For those who have no affinity for the Christian story, I have found it helpful to contemplate the big picture offered by evolutionary science. It roots me in the unfolding mystery in which my little life is both a blip and an essential element in the world’s unfolding. The pattern of the universe is a series of seeming dead ends that lead to new life. It is not the quick literal seven days, and then, bingo! Life!  It is at least 13.7 billion years in the making. The film Journey of the Universe by Biran Swimme and Mary Evelyn Tucker always moves me to wonder and awe and to a God larger than the one I believed in when I was seven. You can view this film for free at:  https://www.youtube.com/watch?v=ulXfIv3wHvg

I have found an ever-unfolding path to the sacred in the heart of the Christian tradition. I try not to impose that on anyone but will willingly share with anyone who is interested in what continues to make it life-giving for me.

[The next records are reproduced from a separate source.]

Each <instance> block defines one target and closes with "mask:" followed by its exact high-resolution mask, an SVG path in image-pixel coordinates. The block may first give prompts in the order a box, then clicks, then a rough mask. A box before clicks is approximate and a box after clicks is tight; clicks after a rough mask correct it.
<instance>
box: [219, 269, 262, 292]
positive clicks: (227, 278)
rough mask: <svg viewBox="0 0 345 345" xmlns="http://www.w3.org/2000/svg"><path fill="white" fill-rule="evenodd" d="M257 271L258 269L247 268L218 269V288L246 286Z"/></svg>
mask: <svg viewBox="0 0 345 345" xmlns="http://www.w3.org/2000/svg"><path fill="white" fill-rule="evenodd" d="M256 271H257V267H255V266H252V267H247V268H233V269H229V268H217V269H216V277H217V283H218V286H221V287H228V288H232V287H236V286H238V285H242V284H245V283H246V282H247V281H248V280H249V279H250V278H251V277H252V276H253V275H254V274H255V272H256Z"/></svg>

Two other pieces I find helpful:

http://recoverytable.blogspot.com/2011/09/spiritual-life-is-not-theory.html

https://www.ignatianspirituality.com/prayer-of-theilhard-de-chardin/

 

 

6 Comments

  1. Dorothy Miller on April 7, 2023 at 9:36 pm

    I also have faced doubt, and appreciate this post. Thank you Sister Rita, you’ve given me a lot to think about. Kindly, Dorothy

    • Lauren B. Davis on April 9, 2023 at 11:46 am

      I think we all face doubt, Dorothy. What thinking person wouldn’t? I’m glad you found the post useful.

  2. Jane Woods on April 8, 2023 at 2:11 pm

    I am floored by the beauty, hope and compassion in this response. So much to think about! So many new doors slowly opening, and so much I already recognize as my own confused experience. Thank you, Sister Rita, from the bottom of my heart.
    Jane W.

    • Lauren B. Davis on April 9, 2023 at 11:55 am

      That will mean a lot to Sr. Rita. Thanks, Jane.

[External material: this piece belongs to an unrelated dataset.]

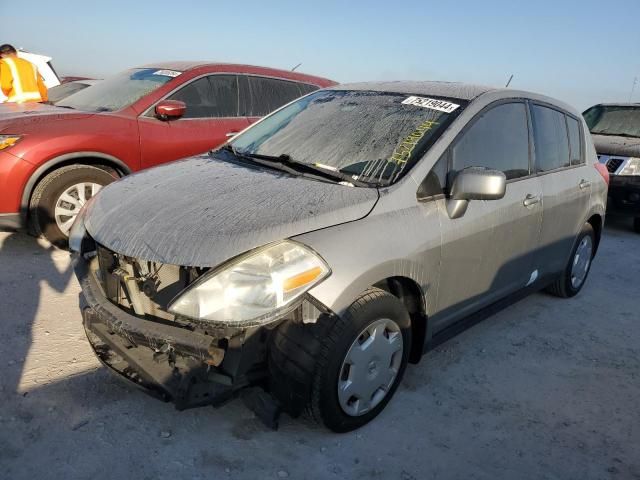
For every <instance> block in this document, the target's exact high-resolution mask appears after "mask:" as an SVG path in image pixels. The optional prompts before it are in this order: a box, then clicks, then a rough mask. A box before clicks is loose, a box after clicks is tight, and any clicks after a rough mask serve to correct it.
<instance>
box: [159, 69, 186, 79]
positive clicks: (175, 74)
mask: <svg viewBox="0 0 640 480" xmlns="http://www.w3.org/2000/svg"><path fill="white" fill-rule="evenodd" d="M181 73H182V72H176V71H175V70H156V71H155V72H153V74H154V75H162V76H164V77H177V76H178V75H180V74H181Z"/></svg>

  3. Phillip Parrish on April 9, 2023 at 7:01 am

    Thank you, Rita, for reminding me that opening doors is not to just check that my beliefs, conclusions, and assumptions about God, life, and me are still safely packed, stored, and safely locked away. Like the Marys who visited Christ’s tomb, we should be amazed with the unimaginable. Our assurance of what we think we know needs to be jarred occasionally in seeking faith. Again, thank you and God Bless!

    • Lauren B. Davis on April 9, 2023 at 11:56 am

      Thanks for your comment, Phillip. I know Sr. Rita will be grateful.